End To End (e2e) Testing

To run the playwright end to end tests, use the command: yarn test

To open the test in a UI view to track steps, append --ui.

This will launch a local server if there is not one already running on port 3000.

To add a test, add a .spec.ts file to e2e-tests. For information on how to use playwright, please see the playwright documentation.

Storybook development

Storybook can be used to test development of UpSet 2.0 as a react component. To run storybook, run cd packages/upset from the project root directory. Then, run yarn storybook. This will run Upset.stories.tsx, which opens a browser tab for the storybook. This will render the react component of UpSet with the simpsons dataset and stripped of any attribute or settings rendering.

A new story can be added by adding a {name}.stories.tsx file to packages/upset/stories/. New data can be added to the data subfolder in the same directory.

Developer Guidelines

Changes to the UpsetConfig type require writing config conversion functions to ensure backwards compatibility. See the note at the top of packages/core/src/convertConfig.ts for details. Additionally, the typechecker for the UpsetConfig must be updated when the type is.
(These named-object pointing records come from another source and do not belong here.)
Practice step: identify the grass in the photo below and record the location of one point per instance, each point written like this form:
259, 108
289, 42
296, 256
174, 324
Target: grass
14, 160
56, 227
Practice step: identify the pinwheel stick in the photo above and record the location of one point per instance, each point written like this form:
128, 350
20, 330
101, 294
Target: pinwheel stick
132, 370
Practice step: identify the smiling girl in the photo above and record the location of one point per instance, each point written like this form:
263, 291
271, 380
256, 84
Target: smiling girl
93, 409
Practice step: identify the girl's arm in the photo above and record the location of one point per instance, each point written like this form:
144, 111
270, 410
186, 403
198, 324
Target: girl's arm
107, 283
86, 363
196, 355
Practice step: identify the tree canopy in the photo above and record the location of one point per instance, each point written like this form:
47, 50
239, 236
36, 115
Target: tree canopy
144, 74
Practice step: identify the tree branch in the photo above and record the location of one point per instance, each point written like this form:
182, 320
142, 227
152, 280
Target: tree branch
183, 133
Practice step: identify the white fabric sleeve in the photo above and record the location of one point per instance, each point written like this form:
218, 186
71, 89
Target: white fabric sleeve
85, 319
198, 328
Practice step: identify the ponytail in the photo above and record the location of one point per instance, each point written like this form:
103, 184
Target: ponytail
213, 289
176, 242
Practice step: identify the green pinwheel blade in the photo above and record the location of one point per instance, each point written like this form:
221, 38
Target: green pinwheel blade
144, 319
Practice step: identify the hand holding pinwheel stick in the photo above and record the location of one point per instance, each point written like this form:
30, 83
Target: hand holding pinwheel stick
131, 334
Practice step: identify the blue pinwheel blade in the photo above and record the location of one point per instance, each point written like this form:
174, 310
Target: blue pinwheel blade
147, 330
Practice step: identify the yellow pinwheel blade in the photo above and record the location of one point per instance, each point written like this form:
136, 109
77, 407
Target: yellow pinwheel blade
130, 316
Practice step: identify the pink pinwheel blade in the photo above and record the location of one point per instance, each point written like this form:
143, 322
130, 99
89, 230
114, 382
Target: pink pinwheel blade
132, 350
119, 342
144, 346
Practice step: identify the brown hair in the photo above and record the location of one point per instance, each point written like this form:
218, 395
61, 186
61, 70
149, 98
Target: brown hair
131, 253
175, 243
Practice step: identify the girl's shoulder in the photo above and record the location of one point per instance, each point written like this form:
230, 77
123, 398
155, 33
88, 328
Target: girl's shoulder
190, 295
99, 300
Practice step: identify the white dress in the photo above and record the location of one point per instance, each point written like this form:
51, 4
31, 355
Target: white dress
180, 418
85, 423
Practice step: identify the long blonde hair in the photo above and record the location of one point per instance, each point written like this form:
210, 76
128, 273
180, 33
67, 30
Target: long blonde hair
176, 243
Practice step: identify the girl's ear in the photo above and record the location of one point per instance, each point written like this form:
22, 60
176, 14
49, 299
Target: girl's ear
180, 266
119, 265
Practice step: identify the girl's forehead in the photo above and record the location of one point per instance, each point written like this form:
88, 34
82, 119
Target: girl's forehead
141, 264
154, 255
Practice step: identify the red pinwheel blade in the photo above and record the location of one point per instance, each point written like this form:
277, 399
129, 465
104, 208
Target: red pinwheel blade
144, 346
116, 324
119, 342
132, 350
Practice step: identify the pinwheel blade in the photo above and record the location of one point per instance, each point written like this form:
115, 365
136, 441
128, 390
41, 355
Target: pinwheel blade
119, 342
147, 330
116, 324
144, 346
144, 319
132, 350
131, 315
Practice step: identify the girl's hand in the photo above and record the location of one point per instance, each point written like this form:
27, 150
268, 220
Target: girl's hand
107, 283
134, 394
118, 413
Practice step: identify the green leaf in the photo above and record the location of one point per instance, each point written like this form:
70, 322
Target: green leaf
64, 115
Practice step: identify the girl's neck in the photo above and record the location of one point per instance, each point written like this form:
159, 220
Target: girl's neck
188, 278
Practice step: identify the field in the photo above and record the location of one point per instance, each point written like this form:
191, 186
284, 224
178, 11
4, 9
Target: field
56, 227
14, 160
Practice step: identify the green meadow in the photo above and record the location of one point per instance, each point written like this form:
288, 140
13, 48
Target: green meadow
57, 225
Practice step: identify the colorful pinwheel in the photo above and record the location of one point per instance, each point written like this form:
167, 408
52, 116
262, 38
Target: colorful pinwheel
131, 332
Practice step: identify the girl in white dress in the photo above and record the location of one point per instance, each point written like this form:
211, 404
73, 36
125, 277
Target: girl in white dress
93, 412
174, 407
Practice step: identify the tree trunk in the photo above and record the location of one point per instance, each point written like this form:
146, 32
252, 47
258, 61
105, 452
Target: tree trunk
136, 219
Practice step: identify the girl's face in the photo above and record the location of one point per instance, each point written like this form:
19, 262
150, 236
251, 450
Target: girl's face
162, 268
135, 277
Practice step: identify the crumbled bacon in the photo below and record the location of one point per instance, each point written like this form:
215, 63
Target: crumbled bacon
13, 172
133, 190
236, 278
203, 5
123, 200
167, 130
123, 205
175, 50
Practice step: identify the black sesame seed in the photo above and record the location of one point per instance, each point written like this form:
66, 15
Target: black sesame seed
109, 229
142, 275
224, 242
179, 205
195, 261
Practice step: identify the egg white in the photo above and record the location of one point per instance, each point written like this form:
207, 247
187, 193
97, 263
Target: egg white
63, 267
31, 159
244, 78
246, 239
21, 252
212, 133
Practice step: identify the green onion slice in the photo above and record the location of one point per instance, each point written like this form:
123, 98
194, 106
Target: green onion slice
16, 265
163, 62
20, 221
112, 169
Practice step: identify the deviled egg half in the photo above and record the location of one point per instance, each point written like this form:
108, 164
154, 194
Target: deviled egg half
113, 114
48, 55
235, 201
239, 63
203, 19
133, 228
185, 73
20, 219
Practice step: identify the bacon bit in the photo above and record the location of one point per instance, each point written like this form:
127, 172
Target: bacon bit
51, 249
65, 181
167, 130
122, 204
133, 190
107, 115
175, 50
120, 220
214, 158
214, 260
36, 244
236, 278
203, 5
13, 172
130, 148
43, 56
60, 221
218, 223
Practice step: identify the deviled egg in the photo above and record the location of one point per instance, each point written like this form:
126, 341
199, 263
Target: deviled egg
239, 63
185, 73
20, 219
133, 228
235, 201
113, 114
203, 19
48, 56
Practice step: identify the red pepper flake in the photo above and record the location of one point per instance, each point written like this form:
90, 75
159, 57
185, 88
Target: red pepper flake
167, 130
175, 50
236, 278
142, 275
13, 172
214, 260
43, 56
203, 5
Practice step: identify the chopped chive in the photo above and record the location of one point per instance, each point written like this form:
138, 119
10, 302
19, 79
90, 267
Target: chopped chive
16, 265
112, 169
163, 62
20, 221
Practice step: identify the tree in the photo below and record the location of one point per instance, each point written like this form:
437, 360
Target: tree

See packages/core/src/typecheck.ts. Additionally, all the types used within UpsetConfig have their own typecheck functions; changes to these types must be reflected in the typechecker.

Developer Documentation Guidelines

When adding a new feature, ensure that your additions are well documented following JSDoc style annotations. Also, please add testing via Playwright, outlined in #end-to-end-e2e-testing.

To build the documentation locally, use the command: yarn doc. The default file output is at /docs.